La question du droit des auteurs sur leurs œuvres
La vente du
privilège d’un auteur à un libraire est une forme d’acte de propriété de l’auteur
sur son œuvre, celui-ci est plus puissant que son libraire. Mais cela n’est pas lié à la rétribution de l’auteur pour son livre
puisque gagner de l’argent de la propriété serait faire une association entre
le travail de l’auteur et celui de l’artisan, il serait ignoble. En
conséquence, s’ils touchent une somme sur les éditions, ils ne le disent pas
pour conserver leur statut et leur succès.
Tout au long du
XVIII° siècle, il est devenu commun de voir que les auteurs ne cessent de se
plaindre de la mauvaise impression de leur livre.

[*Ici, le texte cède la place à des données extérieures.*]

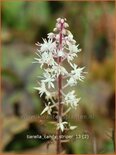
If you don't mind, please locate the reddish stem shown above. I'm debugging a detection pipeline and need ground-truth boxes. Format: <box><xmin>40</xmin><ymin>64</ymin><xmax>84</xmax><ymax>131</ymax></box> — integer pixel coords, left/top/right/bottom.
<box><xmin>56</xmin><ymin>23</ymin><xmax>63</xmax><ymax>154</ymax></box>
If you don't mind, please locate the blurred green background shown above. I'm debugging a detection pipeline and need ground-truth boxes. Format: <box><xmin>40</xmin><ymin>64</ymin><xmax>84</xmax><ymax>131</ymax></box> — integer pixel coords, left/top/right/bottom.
<box><xmin>1</xmin><ymin>0</ymin><xmax>116</xmax><ymax>154</ymax></box>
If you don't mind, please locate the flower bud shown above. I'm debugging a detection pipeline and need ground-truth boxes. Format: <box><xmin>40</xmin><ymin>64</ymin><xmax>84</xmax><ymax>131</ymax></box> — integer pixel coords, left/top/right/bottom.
<box><xmin>53</xmin><ymin>27</ymin><xmax>58</xmax><ymax>32</ymax></box>
<box><xmin>61</xmin><ymin>19</ymin><xmax>64</xmax><ymax>23</ymax></box>
<box><xmin>64</xmin><ymin>23</ymin><xmax>69</xmax><ymax>28</ymax></box>
<box><xmin>56</xmin><ymin>34</ymin><xmax>60</xmax><ymax>40</ymax></box>
<box><xmin>56</xmin><ymin>18</ymin><xmax>61</xmax><ymax>22</ymax></box>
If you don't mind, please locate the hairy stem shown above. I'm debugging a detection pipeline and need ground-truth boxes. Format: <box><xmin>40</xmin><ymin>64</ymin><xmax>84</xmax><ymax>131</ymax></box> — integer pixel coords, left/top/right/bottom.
<box><xmin>56</xmin><ymin>23</ymin><xmax>63</xmax><ymax>154</ymax></box>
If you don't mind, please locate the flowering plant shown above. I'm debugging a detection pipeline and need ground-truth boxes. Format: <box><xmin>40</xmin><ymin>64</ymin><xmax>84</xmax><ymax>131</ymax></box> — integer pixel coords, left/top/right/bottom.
<box><xmin>34</xmin><ymin>18</ymin><xmax>84</xmax><ymax>153</ymax></box>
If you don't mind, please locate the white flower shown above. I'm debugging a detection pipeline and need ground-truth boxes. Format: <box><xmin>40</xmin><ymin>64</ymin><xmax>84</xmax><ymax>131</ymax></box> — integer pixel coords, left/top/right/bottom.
<box><xmin>34</xmin><ymin>82</ymin><xmax>50</xmax><ymax>97</ymax></box>
<box><xmin>69</xmin><ymin>124</ymin><xmax>77</xmax><ymax>130</ymax></box>
<box><xmin>57</xmin><ymin>50</ymin><xmax>65</xmax><ymax>57</ymax></box>
<box><xmin>67</xmin><ymin>77</ymin><xmax>77</xmax><ymax>86</ymax></box>
<box><xmin>48</xmin><ymin>32</ymin><xmax>55</xmax><ymax>40</ymax></box>
<box><xmin>52</xmin><ymin>64</ymin><xmax>68</xmax><ymax>77</ymax></box>
<box><xmin>57</xmin><ymin>119</ymin><xmax>68</xmax><ymax>132</ymax></box>
<box><xmin>71</xmin><ymin>64</ymin><xmax>85</xmax><ymax>81</ymax></box>
<box><xmin>40</xmin><ymin>102</ymin><xmax>52</xmax><ymax>115</ymax></box>
<box><xmin>42</xmin><ymin>72</ymin><xmax>55</xmax><ymax>89</ymax></box>
<box><xmin>39</xmin><ymin>39</ymin><xmax>56</xmax><ymax>52</ymax></box>
<box><xmin>34</xmin><ymin>52</ymin><xmax>56</xmax><ymax>68</ymax></box>
<box><xmin>65</xmin><ymin>90</ymin><xmax>80</xmax><ymax>108</ymax></box>
<box><xmin>67</xmin><ymin>42</ymin><xmax>81</xmax><ymax>53</ymax></box>
<box><xmin>65</xmin><ymin>30</ymin><xmax>76</xmax><ymax>44</ymax></box>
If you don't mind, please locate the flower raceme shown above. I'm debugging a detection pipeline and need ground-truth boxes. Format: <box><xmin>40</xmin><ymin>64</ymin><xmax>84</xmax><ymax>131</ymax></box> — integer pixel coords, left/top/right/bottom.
<box><xmin>34</xmin><ymin>18</ymin><xmax>84</xmax><ymax>132</ymax></box>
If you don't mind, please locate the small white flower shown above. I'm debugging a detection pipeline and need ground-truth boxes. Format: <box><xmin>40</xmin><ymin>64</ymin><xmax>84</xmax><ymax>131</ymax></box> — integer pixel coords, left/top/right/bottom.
<box><xmin>40</xmin><ymin>102</ymin><xmax>52</xmax><ymax>115</ymax></box>
<box><xmin>57</xmin><ymin>119</ymin><xmax>68</xmax><ymax>132</ymax></box>
<box><xmin>69</xmin><ymin>125</ymin><xmax>77</xmax><ymax>130</ymax></box>
<box><xmin>34</xmin><ymin>82</ymin><xmax>50</xmax><ymax>97</ymax></box>
<box><xmin>42</xmin><ymin>72</ymin><xmax>55</xmax><ymax>89</ymax></box>
<box><xmin>67</xmin><ymin>42</ymin><xmax>81</xmax><ymax>53</ymax></box>
<box><xmin>65</xmin><ymin>90</ymin><xmax>80</xmax><ymax>108</ymax></box>
<box><xmin>39</xmin><ymin>39</ymin><xmax>56</xmax><ymax>52</ymax></box>
<box><xmin>34</xmin><ymin>52</ymin><xmax>56</xmax><ymax>68</ymax></box>
<box><xmin>52</xmin><ymin>64</ymin><xmax>68</xmax><ymax>77</ymax></box>
<box><xmin>57</xmin><ymin>50</ymin><xmax>65</xmax><ymax>57</ymax></box>
<box><xmin>71</xmin><ymin>64</ymin><xmax>85</xmax><ymax>81</ymax></box>
<box><xmin>48</xmin><ymin>32</ymin><xmax>55</xmax><ymax>40</ymax></box>
<box><xmin>67</xmin><ymin>77</ymin><xmax>77</xmax><ymax>86</ymax></box>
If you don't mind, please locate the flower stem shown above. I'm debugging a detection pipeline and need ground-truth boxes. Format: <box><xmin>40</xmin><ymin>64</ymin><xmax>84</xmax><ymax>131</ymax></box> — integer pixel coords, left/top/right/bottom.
<box><xmin>56</xmin><ymin>23</ymin><xmax>63</xmax><ymax>154</ymax></box>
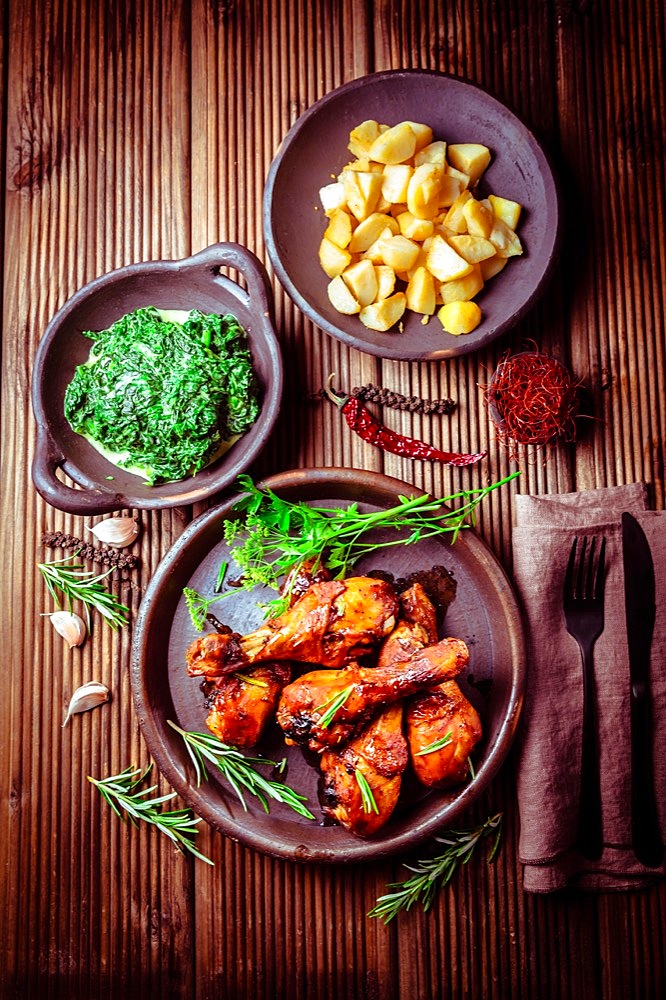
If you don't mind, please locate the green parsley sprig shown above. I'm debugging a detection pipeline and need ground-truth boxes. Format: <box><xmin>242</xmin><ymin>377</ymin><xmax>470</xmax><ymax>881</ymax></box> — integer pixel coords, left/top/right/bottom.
<box><xmin>88</xmin><ymin>764</ymin><xmax>213</xmax><ymax>865</ymax></box>
<box><xmin>368</xmin><ymin>813</ymin><xmax>502</xmax><ymax>924</ymax></box>
<box><xmin>167</xmin><ymin>719</ymin><xmax>315</xmax><ymax>819</ymax></box>
<box><xmin>224</xmin><ymin>472</ymin><xmax>520</xmax><ymax>614</ymax></box>
<box><xmin>37</xmin><ymin>552</ymin><xmax>129</xmax><ymax>632</ymax></box>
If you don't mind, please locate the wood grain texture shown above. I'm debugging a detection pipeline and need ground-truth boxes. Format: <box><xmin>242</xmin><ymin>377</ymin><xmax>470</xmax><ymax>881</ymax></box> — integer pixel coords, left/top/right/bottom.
<box><xmin>0</xmin><ymin>0</ymin><xmax>666</xmax><ymax>1000</ymax></box>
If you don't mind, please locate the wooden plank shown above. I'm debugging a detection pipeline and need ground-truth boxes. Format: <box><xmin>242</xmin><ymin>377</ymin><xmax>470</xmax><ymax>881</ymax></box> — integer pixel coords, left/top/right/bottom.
<box><xmin>0</xmin><ymin>2</ymin><xmax>192</xmax><ymax>997</ymax></box>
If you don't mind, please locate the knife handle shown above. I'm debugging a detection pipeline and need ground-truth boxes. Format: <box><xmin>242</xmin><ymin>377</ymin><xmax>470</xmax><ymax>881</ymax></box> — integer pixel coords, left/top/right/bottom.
<box><xmin>631</xmin><ymin>684</ymin><xmax>664</xmax><ymax>868</ymax></box>
<box><xmin>576</xmin><ymin>640</ymin><xmax>603</xmax><ymax>860</ymax></box>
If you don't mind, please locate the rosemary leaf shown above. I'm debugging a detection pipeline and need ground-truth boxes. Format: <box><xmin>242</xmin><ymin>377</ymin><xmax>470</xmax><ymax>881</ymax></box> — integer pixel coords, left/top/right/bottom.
<box><xmin>354</xmin><ymin>768</ymin><xmax>379</xmax><ymax>815</ymax></box>
<box><xmin>315</xmin><ymin>684</ymin><xmax>354</xmax><ymax>729</ymax></box>
<box><xmin>88</xmin><ymin>764</ymin><xmax>213</xmax><ymax>865</ymax></box>
<box><xmin>414</xmin><ymin>731</ymin><xmax>453</xmax><ymax>757</ymax></box>
<box><xmin>167</xmin><ymin>719</ymin><xmax>315</xmax><ymax>819</ymax></box>
<box><xmin>368</xmin><ymin>813</ymin><xmax>502</xmax><ymax>924</ymax></box>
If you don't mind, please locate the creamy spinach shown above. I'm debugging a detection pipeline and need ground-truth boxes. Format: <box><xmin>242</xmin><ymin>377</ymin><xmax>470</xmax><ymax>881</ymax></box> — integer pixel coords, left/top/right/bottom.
<box><xmin>65</xmin><ymin>306</ymin><xmax>259</xmax><ymax>485</ymax></box>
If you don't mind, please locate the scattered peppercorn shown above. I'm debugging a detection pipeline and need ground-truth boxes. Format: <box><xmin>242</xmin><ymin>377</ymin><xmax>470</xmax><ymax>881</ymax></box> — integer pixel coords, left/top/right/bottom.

Ils ont donc un attrait et un
souci dans cette étape de fabrication quoiqu’ils puissent en dire. Un autre de
leur soucis est le plagiat,
de nombreux discours et de réflexions se construisent sans que cela se constate
dans le juridique.
2.
Les rapports financiers entre auteurs et éditeurs
Edition à compte d’auteur, c’est l’auteur qui paye ce qu’il
faut pour l’édition et en retour reçoit toute la production. Une autre méthode
est de payer avant une partie des livres et donc de récupérer les premières
éditions.
On trouve aussi un
cas ou l’auteur apporte le manuscrit, les frais sont à la charge de l’éditeur
mais l’auteur n’est payé qu’avec quelques livres. L’auteur reçoit ces livres avant que l’éditeur ne les publie et donc
peut tirer un prestige des quelques livres qu’il a récupéré et qu’il fournit aux
puissants pour démontrer ses compétences et indirectement avoir de l’argent.
Dans
certains cas, dès le départ des auteurs reçoivent quelques ouvrages ainsi qu’une
rétribution financière, l’équivalent de nos droits d’auteur.
Ceux qui décident
du mode de rétribution c’est de savoir si le livre va ou non bien se vendre et
donc rapporter de l’argent au libraire. Si oui, le libraire peut rétribuer l’auteur puisqu’il
fera une grosse marge sur le livre. On peut donc distinguer les gros ouvrages
de prestige qui rapportent peu et sont peu publiés et les productions de masse
ou l’auteur se fait payer et l’éditeur gagne beaucoup d’argent.